By M. F. Luder
As of Monday, September 22, Fred, the figurehead of Dunkin' Donuts, is retiring. The real question is why. Fred is in his donut making prime; he enjoys waking up every morning and making donuts for millions of American police officers. Many people have asked him why he is giving up on donuts. He replied to the query by saying, "Dunkin' Donuts isn't about the donuts anymore. They are trying to compete with Starbucks®, so Dunkin' Donuts emphasis has shifted to the coffee. For me, it was always about the 'Donuts,' the 'Dunkin' was just an extra."
Rumors are flying in many donut circles concerning Fred's retirement. Paul Allen, a high ranking Microsoft® official who wished to remain anonymous, had this to share: "Bill Gates is obsessed with the Canadian donut market. He almost dropped our software research and design and wanted to focus on producing addictive jelly donut fillings." Some donut insiders think that Gates will use Donutsoft®, which now owns Dunkin' Donuts, to take over the large Canadian donut market. Fred was viewed as not being Canadian enough to lead the domination of the entire Canadian donut market. Fred is expected to be replaced as the Dunkin' Donuts spokesman by either William Shatner, or Mike Myers.

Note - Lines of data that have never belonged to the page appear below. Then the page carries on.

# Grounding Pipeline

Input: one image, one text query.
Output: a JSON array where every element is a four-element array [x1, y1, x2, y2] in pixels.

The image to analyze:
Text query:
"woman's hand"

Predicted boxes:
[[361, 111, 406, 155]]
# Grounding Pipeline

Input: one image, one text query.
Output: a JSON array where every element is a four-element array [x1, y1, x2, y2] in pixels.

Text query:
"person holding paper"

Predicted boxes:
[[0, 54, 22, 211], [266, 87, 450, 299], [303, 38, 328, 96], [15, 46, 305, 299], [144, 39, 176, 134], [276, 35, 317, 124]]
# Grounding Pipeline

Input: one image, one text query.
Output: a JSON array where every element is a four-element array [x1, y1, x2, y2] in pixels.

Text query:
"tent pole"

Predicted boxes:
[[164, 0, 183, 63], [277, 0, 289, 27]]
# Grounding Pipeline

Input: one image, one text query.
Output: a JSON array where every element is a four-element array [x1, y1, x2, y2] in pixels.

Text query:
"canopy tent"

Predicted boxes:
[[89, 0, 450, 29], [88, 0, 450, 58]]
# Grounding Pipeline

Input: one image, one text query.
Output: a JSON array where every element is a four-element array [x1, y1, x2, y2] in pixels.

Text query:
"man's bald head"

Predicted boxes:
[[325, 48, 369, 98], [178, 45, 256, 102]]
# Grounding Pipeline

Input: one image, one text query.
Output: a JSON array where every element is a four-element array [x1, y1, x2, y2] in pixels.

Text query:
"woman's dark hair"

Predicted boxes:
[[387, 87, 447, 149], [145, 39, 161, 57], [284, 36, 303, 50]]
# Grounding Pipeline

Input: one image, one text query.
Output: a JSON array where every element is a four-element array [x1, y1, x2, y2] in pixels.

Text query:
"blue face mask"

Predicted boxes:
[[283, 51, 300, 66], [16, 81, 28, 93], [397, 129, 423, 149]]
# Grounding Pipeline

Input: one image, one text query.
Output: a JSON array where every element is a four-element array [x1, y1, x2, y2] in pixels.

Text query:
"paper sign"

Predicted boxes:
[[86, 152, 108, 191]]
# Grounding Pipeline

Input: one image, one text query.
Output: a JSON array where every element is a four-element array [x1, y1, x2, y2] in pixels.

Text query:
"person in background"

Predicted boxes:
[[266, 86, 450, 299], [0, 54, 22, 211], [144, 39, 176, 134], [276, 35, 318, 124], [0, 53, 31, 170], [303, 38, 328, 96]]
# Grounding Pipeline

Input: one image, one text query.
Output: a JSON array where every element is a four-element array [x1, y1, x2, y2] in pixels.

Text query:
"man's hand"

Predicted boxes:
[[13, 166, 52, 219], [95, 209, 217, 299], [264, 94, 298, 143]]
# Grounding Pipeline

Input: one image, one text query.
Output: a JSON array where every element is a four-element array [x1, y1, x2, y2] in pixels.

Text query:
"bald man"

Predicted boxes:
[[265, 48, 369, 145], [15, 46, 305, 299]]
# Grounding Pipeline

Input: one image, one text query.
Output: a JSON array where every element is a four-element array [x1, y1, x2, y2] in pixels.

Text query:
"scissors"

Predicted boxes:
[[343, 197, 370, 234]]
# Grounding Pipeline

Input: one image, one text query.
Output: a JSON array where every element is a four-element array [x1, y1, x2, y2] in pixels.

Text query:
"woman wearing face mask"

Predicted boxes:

It is theorized that Gates plans to use Microsoft's® profits to open a Dunkin' Donuts on every street corner in Canada. He then plans to monopolize the donut market, and use his control to put a communist regime in place with him as dictator-for-life. Plans have already been drawn up for his new mansion which is to be built in the southern half of Canada. It will be built by Canadian slave labor, mostly good looking jocks, (Bill Gates's most hated foe), and anyone who owns a Macintosh. Unfortunately that is only two people, and so he will be forced to draw from the larger group of overweight, drunk hockey fans if he wants his house finished anytime soon.